Pavia, 16 marzo 2018 - Parte la procedura comunitaria per fermare le importazioni di riso a dazio zero dai Paesi asiatici che nell’ultimo anno hanno dimezzato le quotazioni riconosciute agli agricoltori italiani. Lo rende noto la Coldiretti nel sottolineare che è stata pubblicato nella Gazzetta Ufficiale dell’Unione Europea l’avviso di apertura di un'inchiesta di salvaguardia relativa alle importazioni di riso originario dalla Cambogia e dalla Birmania da dove nell’ultimo anno ne sono arrivati in Italia 22,5 milioni di chili.

La procedura sollecitata dalla Coldiretti segue l’invio a Bruxelles del dossier integrato per la richiesta di attivazione della clausola di salvaguardia a tutela del settore risicolo dalle importazioni a dazio zero dai Paesi asiatici da parte dei ministeri delle Politiche agricole alimentari e forestali e dello Sviluppo Economico il 24 novembre scorso, con l’obiettivo di fermare la possibilità di esportare verso l'Unione Europea quantitativi illimitati di riso a dazio zero. "Un passo importante e urgente – sottolinea la Coldiretti - nei confronti dell’invasione da Paesi come la Cambogia e la Birmania da dove sono triplicate nell’ultimo anno le importazioni in Italia di riso greggio raccolto anche sui campi della minoranza Rohingya costretta a fuggire a causa della violenta repressione.
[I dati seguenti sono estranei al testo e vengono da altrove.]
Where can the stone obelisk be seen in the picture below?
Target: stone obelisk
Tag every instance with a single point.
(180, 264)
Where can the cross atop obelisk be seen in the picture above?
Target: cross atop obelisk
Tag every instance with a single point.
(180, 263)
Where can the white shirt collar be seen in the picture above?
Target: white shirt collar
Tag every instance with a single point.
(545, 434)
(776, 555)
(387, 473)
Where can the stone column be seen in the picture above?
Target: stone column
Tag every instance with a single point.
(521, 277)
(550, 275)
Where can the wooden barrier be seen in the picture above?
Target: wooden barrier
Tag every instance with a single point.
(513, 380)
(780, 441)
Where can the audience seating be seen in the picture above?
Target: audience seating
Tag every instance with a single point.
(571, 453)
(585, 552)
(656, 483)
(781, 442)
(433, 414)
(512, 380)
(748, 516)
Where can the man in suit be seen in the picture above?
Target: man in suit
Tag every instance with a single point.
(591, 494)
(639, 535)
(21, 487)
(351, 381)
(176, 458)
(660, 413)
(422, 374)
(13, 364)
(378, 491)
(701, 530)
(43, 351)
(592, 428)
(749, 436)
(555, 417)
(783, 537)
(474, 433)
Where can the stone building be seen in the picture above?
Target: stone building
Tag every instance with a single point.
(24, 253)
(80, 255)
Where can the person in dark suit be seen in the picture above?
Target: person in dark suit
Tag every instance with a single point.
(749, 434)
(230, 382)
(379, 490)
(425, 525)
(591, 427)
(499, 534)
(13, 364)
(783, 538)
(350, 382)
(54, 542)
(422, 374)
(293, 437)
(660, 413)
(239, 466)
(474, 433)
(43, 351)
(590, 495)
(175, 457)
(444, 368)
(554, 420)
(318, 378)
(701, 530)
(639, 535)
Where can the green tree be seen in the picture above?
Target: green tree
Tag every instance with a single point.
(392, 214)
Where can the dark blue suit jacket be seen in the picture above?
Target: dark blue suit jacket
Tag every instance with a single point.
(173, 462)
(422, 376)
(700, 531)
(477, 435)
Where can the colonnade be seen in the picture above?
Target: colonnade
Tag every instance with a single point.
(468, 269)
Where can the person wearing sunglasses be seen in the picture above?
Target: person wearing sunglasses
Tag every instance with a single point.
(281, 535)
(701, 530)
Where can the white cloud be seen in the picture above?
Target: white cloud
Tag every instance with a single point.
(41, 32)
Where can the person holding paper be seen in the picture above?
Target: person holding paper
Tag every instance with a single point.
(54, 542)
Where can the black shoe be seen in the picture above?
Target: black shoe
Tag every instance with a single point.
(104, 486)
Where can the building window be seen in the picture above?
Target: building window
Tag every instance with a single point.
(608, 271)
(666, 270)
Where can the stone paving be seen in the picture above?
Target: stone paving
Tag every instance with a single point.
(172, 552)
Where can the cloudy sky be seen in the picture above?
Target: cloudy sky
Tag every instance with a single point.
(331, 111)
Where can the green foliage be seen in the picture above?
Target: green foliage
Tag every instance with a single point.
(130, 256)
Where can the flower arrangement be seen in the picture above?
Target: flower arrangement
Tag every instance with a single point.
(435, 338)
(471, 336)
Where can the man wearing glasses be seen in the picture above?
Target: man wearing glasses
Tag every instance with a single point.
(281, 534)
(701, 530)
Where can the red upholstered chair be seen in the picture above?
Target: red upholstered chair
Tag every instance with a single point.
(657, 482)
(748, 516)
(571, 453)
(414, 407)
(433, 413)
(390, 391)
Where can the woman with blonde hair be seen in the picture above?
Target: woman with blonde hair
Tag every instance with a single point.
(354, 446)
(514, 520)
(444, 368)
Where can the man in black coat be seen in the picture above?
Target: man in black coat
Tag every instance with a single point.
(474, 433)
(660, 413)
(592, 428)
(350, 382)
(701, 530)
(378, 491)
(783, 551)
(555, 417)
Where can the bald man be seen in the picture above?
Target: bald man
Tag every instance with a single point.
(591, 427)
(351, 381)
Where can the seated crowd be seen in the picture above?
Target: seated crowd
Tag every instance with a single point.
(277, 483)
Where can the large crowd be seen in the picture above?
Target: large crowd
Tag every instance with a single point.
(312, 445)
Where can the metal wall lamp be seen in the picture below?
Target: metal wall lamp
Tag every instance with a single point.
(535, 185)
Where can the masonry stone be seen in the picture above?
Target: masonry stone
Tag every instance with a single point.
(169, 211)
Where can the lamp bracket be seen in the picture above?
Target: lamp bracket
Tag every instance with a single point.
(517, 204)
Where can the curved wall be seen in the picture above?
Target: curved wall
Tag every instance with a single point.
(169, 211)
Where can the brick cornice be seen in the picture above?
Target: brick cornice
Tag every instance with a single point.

Un pacco di riso su quattro venduto in Italia contiene prodotto straniero con la produzione asiatica che rappresenta circa la metà del riso importato in Italia."Non è accettabile che l’Unione europea continui a favorire con le importazioni lo sfruttamento e la violazione dei diritti umani nell’indifferenza generale”, ha affermato il presidente di Coldiretti, Roberto Moncalvo.

I prezzi riconosciuti agli agricoltori italiani, spiega la Coldiretti, hanno fatto registrare contrazioni consistenti per le principali varietà di riso che vanno dal -58 % per l’arborio al -57 % per il carnaroli, dal -41 % per il roma al -37% per il cialone nano. "La crisi è dunque drammatica e mette a rischio il primato nazionale in Europa dove l’Italia – rileva la Coldiretti – è il primo produttore di riso con 1,5 milioni di tonnellate su un territorio coltivato da circa 4mila aziende di 234.300 ettari, che copre circa il 50 % dell’intera produzione Ue con una gamma varietale del tutto unica". La procedura avviata dalla Commissione europea prevede un'nchiesta, aperta alle osservazioni di tutte le parti interessate, dalla durata massima di 12 mesi al termine della quale se saranno provate le “gravi difficoltà” con il “deterioramento delle condizioni economiche e finanziarie” in termini di occupazione o redditi, la Commissione potrà proporre un atto di esecuzione che, dopo l’accordo degli Stati membri, dovrà avere anche il via libera di Parlamento e Consiglio. Le misure di salvaguardia non possono durare più di tre anni, anche se è possibile una proroga.